La madre de mi abuela,
una señora gorda y de pelo blanco, como el refrigerador ruso que tuvo
primero que todos en la familia, era una mujer sensible. Aunque
aparentara un carácter recio, teñido de cierto humor y buena
imaginación, resultó ante mis ojos de niño una mujer sentimental que
sólo parecía endurecida por el tiempo vivido en un campo llamado
Tacámara, algo lejos del centro actual de Holguín.
Supe de su espíritu sensible un día en que por casualidad entré a su
cuarto y descubrí la fotografía en un cuadrito de madera, protegido por
un nailon, según recuerdo. La niña del retrato llevaba en los brazos un
trozo de madera que funcionaba como un juguete. Tenía grandes ojos y el
rostro, inocente, descubría su posible desconfianza ante quien le tomaba
la instantánea.
Como la niña de la foto tendría la edad que yo mismo arrastraba por
aquellos días, me sentí atraído por su imagen. La encontré graciosa,
sencilla, linda como son las niñas para todos los niños. Posiblemente
hasta experimentara el cosquilleo del amor infantil y jurara en algún
momento que ella, la niña de una foto que solo los que entraban al
cuarto podían ver, era mi novia. La foto de la niña que sostenía el
trozo de madera fue una obsesión.
Después crecí un poco, lo suficiente para estar casi seguro de que la
niña de la fotografía no era más que mi propia bisabuela, es decir: la
madre de mi abuela que guardaba su propia imagen a la orilla de su cama,
en medio de dos o tres santos y la imagen de unos angelitos metidos en
un plato para coronar su altar. Pensaba yo que las cosas eran así de
fáciles y que, para alguien que había vivido en un campo los inicios de
siglo XX, hacerse una fotografía era tan sencillo como lo era para mi en
los ochenta.
Yo tendría entre siete y ocho años y pasaba inconciente los días en que
la Unión Soviética lucía como nuestro mejor amigo, aunque fuera un lugar
lejano, una especie de sueño que permitía logros tales como los de mi
vecino Guanchi quien, después de irse a estudiar no sé qué a la Alemania
socialista, volvió con una motocicleta Suzuki que aquí carecía de
carreteras para rodar. Guanchi se conviertió en nuestro héroe (más
querido que Flipper, más que el Pequeño vagabundo) y lo mirábamos como
se podría mirar a un extraterrestre si aterrizara en el patio de tu
casa.
La madre de mi abuela, por esos días tenía un hijo en los Estados Unidos
y la familia hablaba de él con cierto misterio por una razón sencilla
que yo vine a descifrar cuando ella se había vuelto una anciana
agonizante de cáncer, y la veíamos siempre tendida sobre una cama de
muelles. Murió pocas horas después de que el hijo llegara desde New
York, la ciudad donde ella misma había permanecido junto a su marido, el
padre de mi abuela, mi bisabuelo, y volvieran con paquetes de mani
garapiñado y peluches para los muchachos.

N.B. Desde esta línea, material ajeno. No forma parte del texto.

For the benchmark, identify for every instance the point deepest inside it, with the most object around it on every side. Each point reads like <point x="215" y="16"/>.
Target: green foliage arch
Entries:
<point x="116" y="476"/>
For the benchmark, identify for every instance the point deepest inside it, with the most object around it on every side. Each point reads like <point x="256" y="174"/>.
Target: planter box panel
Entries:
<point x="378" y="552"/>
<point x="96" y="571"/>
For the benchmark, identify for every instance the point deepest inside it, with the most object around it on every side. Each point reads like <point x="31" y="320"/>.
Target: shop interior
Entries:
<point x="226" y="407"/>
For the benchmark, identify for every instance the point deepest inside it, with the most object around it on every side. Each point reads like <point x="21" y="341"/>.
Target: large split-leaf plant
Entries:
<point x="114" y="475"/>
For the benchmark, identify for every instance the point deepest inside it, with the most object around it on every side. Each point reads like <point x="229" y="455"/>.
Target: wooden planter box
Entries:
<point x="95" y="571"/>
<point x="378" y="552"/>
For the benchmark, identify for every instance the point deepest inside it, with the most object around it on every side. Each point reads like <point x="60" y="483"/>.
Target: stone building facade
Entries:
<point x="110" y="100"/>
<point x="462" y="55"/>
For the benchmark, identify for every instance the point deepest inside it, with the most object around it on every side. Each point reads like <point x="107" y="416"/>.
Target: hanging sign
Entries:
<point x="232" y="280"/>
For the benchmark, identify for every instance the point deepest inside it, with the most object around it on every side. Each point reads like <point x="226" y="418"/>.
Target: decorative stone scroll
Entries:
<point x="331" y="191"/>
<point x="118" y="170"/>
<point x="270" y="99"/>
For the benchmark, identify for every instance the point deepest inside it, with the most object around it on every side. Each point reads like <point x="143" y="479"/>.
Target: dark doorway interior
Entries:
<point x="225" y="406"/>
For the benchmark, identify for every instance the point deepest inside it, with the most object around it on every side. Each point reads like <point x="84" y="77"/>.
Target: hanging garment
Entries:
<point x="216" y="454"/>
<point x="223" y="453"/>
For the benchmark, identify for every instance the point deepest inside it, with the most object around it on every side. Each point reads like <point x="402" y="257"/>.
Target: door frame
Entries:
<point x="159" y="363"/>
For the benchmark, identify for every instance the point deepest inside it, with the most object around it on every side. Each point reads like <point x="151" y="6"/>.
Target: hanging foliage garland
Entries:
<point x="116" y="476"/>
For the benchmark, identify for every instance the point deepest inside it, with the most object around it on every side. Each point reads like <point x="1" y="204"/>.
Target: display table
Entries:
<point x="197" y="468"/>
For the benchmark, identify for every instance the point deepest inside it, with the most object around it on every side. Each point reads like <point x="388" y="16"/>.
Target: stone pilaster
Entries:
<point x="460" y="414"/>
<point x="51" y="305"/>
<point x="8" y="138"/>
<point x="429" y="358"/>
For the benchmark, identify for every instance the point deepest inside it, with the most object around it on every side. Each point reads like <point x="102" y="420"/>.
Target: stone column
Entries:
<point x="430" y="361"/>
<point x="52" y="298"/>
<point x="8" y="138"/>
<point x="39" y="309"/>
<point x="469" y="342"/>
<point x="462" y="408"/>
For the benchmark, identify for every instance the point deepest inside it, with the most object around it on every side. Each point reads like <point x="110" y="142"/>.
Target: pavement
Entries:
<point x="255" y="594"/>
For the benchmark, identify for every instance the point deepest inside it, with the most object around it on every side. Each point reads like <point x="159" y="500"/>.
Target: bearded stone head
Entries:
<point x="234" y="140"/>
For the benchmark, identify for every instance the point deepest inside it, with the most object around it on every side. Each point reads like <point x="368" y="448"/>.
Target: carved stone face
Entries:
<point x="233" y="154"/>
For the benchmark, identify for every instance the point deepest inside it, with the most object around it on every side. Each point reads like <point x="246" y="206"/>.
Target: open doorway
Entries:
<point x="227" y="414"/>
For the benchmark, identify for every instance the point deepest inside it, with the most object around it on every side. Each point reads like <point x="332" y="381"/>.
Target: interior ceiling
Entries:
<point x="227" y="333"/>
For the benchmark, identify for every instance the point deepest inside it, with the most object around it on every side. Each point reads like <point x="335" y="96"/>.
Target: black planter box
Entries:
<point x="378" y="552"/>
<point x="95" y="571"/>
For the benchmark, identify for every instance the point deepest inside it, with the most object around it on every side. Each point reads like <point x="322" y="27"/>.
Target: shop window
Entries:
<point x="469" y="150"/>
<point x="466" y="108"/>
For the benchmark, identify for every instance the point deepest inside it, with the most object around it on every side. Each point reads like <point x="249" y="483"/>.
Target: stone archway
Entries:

Después de muerta la madre de mi abuela ignoro qué pasó con el retrato.
Lo que sí sé es la gran la intensidad de mi sorpresa el día que volví a
encontrarme con aquella imagen que creía familiar. Buscaba en unos
periódicos antiguos y, de pronto, de entre sus páginas, surgió la niña
con toda la brusquedad que podía haber adquirido para mi adultez. Yo era
un adulto, un hombre “hecho y derecho”, como se dice, mientras ella
seguía siendo una niña, había permanecido ajena al tiempo gracias al
lente de Korda, el verdadero autor de este retrato.
Ese día, el día en que descubrí quién era realmente la niña del retrato
me sentí feliz: no éramos familia, sin embargo crecimos juntos. Ella se
habían tornado una persona real en mi vida y yo, quizás, me había
quedado atorado en el día aquel cuando la conocí, diminuto, desconfiado
como ella misma.
Y recordé a la madre de mi abuela, la volví a ver sentada a la cama, en
las noches, con los ojos fijos en el retrato que no era más que un
pedazo de periódico. Y vi en sus ojos el dolor de un pasado cruel, y vi
la muerte, y vi los hijos que no le crecieron, y vi el fango del camino,
y vi las huellas del caballo en la tierra, y vi la frustración. Todo
eso fue lo que vi en la fotografía. Nada más que eso. Nada más.